Another person (one of the "guru's" at the event) said that we'd be fools to write for more than 3 hours a day.
I do not know if I agree with that.
I feel like if I have the stamina, and I am "on a roll" and getting a lot of useful material out and such, why should it matter if I know I can push myself comfortably past 5 or 6 hours without much of a problem if I LOVE what it is I am writing about?
Is there any credibility in pacing myself?Answer:
Hey, if you can be productive for six hours at a stretch, go for it!
Some of the early pulp writers, who were paid a penny a word, used to write very quickly (with very little revision) because it was the only way to make a living. I'm thinking of writers like Walter Gibson, Zane Grey, or L. Ron Hubbard.
That said, most people find it hard to sustain that level of mental energy and focus for six hours straight, every day, for years on end. For many people, four hours is the point where productivity starts to decline.
However, you have to find the pace that works for you. Some people find it's better to work six hours a day for a month or two and then take a month off. Others will write no more than an hour a day, every day for years on end (especially if they have children) with no time off.

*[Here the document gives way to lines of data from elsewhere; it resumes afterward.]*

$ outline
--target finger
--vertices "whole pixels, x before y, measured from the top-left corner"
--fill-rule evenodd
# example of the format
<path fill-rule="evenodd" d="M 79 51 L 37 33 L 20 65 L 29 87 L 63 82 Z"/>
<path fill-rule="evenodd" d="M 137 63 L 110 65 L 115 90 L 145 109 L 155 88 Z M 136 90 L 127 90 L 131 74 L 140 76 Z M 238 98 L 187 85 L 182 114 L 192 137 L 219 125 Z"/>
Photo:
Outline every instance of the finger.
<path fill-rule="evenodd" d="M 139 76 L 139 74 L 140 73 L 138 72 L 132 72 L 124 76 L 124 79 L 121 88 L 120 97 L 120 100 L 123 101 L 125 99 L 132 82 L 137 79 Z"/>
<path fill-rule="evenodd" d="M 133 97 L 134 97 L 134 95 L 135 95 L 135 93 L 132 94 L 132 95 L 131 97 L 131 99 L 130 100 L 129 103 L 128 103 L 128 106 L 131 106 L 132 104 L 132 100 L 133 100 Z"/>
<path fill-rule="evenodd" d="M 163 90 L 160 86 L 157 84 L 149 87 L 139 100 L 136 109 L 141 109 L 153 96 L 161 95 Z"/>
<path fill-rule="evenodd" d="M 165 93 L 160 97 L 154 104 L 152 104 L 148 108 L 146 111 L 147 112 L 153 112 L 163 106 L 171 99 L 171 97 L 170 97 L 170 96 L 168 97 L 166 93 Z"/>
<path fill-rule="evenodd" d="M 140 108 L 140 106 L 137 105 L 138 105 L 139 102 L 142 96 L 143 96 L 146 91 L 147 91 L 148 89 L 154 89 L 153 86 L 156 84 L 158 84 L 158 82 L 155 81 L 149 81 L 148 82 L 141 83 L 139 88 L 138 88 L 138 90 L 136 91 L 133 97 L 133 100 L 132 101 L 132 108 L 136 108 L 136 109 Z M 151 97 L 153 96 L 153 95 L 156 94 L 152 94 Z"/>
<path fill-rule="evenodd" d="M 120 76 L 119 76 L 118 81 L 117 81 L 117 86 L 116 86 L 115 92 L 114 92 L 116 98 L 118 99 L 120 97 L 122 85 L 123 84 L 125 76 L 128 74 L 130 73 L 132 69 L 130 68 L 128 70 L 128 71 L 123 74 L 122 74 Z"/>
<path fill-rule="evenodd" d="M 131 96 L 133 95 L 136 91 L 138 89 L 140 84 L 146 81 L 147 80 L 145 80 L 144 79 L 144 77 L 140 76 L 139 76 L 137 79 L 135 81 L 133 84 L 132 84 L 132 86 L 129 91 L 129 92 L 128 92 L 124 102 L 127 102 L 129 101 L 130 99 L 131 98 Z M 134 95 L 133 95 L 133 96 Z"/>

And then there are writers who prefer to give themselves a set number of pages or words to write per day rather than a set time. For instance, they may write 2,000 words or five pages a day, regardless whether it takes them one hour or ten. When they reach their daily target, they stop. Some will even stop in the middle of a sentence.
Of course, there is a point where speed comes at a cost of quality. But that's what revision is there to correct. Often it's better to write quickly and revise later than to agonize over every word of a first draft.